Lip reading is definitely a language all its own. How can that be? If American Sign Language is the second language for the Deaf, then lip reading is the second language for the hard of hearing. Both are a part of the natural language for disabled people.
As “seeing ears” are eyes to the blind, so “hearing eyes” are ears for the hard of hearing. The eyes become the third ear for the hard of hearing and ears become the third eye for the blind.
Lip reading takes the English language to a higher level through visualization of words. You already know the language; now you will learn it from the visual point of view.
The speaking voice moves dozens of muscles per second for each sound spoken. The average person does not think of all the movements that go into producing a word or a sentence.
We will analyze the various movements for sounds and show each student how to teach himself the art of lip reading.
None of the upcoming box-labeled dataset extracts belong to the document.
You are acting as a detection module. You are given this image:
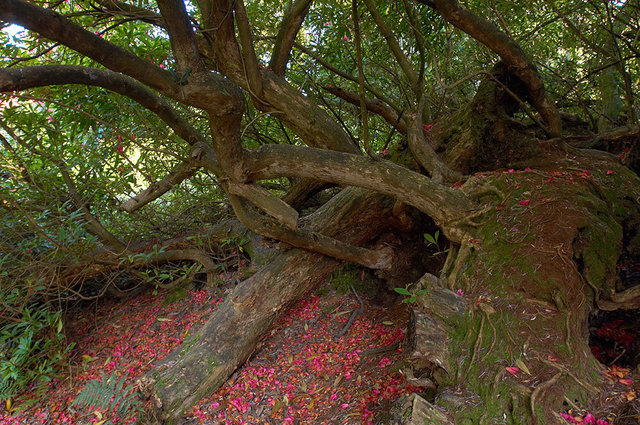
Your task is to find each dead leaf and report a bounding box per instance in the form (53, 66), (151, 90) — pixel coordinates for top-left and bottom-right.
(516, 359), (531, 375)
(333, 375), (342, 388)
(271, 398), (282, 418)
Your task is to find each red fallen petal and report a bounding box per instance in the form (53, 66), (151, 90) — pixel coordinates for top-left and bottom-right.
(582, 413), (596, 424)
(560, 412), (575, 422)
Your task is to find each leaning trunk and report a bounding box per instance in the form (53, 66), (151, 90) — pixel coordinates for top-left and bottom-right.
(141, 188), (393, 423)
(402, 144), (640, 424)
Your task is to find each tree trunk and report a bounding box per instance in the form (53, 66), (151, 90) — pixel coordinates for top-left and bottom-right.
(400, 145), (640, 424)
(141, 188), (393, 424)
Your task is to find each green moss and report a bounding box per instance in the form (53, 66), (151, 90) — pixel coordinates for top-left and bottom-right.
(162, 287), (189, 305)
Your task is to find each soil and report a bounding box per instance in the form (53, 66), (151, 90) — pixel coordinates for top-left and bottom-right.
(0, 282), (420, 425)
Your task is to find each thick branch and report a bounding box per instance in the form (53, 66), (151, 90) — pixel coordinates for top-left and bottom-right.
(233, 0), (263, 97)
(434, 0), (562, 137)
(95, 0), (165, 28)
(0, 65), (206, 145)
(364, 0), (420, 91)
(407, 96), (462, 183)
(227, 182), (298, 230)
(325, 86), (407, 134)
(269, 0), (312, 76)
(0, 0), (177, 94)
(158, 0), (205, 74)
(229, 195), (392, 269)
(120, 160), (196, 212)
(247, 145), (476, 236)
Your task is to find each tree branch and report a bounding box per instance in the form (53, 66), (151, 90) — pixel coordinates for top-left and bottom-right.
(95, 0), (165, 28)
(229, 195), (392, 269)
(269, 0), (313, 76)
(233, 0), (263, 97)
(0, 0), (178, 93)
(430, 0), (562, 137)
(0, 65), (206, 145)
(364, 0), (420, 92)
(407, 95), (462, 183)
(226, 182), (298, 230)
(120, 159), (197, 212)
(247, 145), (477, 234)
(157, 0), (205, 76)
(324, 86), (407, 134)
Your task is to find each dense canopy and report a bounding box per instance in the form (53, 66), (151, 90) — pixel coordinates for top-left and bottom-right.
(0, 0), (640, 420)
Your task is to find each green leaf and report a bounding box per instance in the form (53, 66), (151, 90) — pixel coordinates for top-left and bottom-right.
(393, 288), (411, 295)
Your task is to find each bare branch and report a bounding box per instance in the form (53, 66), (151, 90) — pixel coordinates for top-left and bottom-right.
(227, 182), (298, 230)
(95, 0), (165, 28)
(430, 0), (562, 137)
(158, 0), (205, 76)
(407, 96), (462, 183)
(269, 0), (313, 76)
(120, 160), (197, 212)
(247, 145), (476, 234)
(325, 86), (407, 134)
(364, 0), (420, 92)
(0, 0), (177, 95)
(234, 0), (263, 97)
(229, 195), (392, 269)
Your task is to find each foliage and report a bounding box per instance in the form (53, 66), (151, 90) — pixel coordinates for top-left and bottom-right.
(72, 371), (143, 425)
(393, 285), (429, 304)
(423, 230), (449, 257)
(0, 302), (73, 400)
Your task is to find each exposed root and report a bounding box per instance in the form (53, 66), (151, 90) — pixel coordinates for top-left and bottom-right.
(480, 303), (498, 362)
(531, 372), (562, 423)
(538, 357), (598, 394)
(447, 234), (473, 291)
(335, 285), (364, 339)
(466, 315), (488, 375)
(462, 184), (506, 203)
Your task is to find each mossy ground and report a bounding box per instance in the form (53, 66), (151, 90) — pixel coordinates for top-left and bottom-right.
(443, 147), (640, 423)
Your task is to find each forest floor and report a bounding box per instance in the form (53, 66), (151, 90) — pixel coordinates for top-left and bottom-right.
(0, 278), (419, 425)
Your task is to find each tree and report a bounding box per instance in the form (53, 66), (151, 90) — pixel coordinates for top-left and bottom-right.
(0, 0), (640, 422)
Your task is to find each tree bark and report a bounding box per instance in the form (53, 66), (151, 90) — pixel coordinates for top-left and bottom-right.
(140, 188), (393, 424)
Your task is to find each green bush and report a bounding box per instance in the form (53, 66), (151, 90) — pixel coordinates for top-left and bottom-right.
(0, 300), (73, 400)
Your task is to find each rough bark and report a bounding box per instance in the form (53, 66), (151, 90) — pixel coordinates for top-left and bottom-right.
(431, 63), (537, 174)
(396, 147), (640, 424)
(141, 188), (393, 424)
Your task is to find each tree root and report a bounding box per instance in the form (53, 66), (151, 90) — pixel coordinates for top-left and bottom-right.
(334, 285), (364, 339)
(446, 234), (473, 291)
(538, 357), (598, 394)
(531, 372), (562, 423)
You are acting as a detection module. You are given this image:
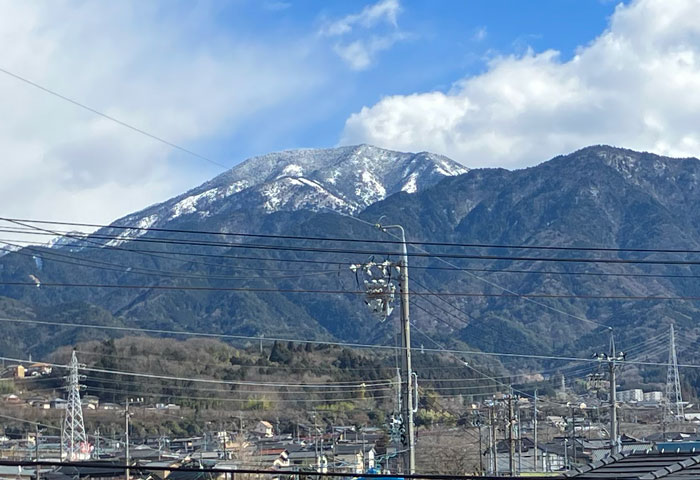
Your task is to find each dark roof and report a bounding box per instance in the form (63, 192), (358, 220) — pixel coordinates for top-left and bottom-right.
(56, 462), (124, 478)
(567, 452), (700, 480)
(168, 470), (215, 480)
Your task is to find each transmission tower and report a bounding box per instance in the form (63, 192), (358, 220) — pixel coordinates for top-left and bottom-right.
(666, 325), (685, 420)
(61, 351), (90, 462)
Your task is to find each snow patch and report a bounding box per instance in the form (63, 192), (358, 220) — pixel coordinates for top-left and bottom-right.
(223, 180), (249, 197)
(355, 170), (386, 206)
(279, 163), (304, 177)
(105, 213), (159, 247)
(401, 172), (418, 193)
(435, 161), (469, 177)
(170, 188), (219, 220)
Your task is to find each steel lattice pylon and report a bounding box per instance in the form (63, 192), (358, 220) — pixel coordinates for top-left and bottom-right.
(665, 325), (685, 421)
(61, 351), (90, 461)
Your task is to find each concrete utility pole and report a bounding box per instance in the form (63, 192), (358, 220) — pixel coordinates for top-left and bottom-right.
(508, 390), (515, 477)
(124, 398), (130, 480)
(532, 389), (539, 472)
(350, 224), (417, 474)
(516, 405), (523, 475)
(489, 402), (498, 475)
(597, 329), (625, 455)
(34, 425), (41, 480)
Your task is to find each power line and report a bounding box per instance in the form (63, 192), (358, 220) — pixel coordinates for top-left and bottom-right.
(0, 68), (229, 170)
(0, 317), (700, 372)
(0, 458), (552, 480)
(9, 217), (700, 254)
(0, 357), (393, 393)
(8, 281), (700, 302)
(9, 230), (700, 279)
(6, 224), (700, 268)
(0, 240), (338, 280)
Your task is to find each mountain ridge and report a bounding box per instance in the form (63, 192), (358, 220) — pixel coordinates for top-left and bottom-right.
(0, 142), (700, 382)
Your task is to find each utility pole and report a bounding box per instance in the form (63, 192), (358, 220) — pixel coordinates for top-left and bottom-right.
(472, 408), (484, 475)
(532, 389), (539, 472)
(596, 328), (625, 455)
(489, 402), (498, 475)
(388, 225), (416, 475)
(124, 398), (130, 480)
(569, 403), (576, 465)
(664, 324), (685, 421)
(516, 405), (523, 475)
(350, 224), (417, 474)
(508, 389), (515, 477)
(34, 425), (41, 480)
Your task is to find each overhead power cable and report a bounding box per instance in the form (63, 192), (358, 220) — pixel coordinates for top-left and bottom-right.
(6, 221), (700, 267)
(5, 281), (700, 302)
(9, 235), (700, 279)
(0, 357), (394, 393)
(0, 68), (229, 170)
(0, 317), (700, 372)
(9, 217), (700, 254)
(0, 240), (338, 280)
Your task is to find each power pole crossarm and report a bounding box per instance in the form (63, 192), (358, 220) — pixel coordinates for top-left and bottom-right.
(350, 224), (417, 474)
There are some simple techniques to make this happen taught at the Lip Reading Academy.
941 colleges across America are teaching American Sign Language to 91,000 students. Gallaudet College in Washington, D.C. has reported that only 500,000 Deaf Americans speak sign language.
There are more than 50 million Americans who suffer mild to moderate hearing loss and need help communicating with lip reading. No college in America offers lip reading as an alternative to sign language. Most hard of hearing people do not want to learn signs because there no one available to speak with them.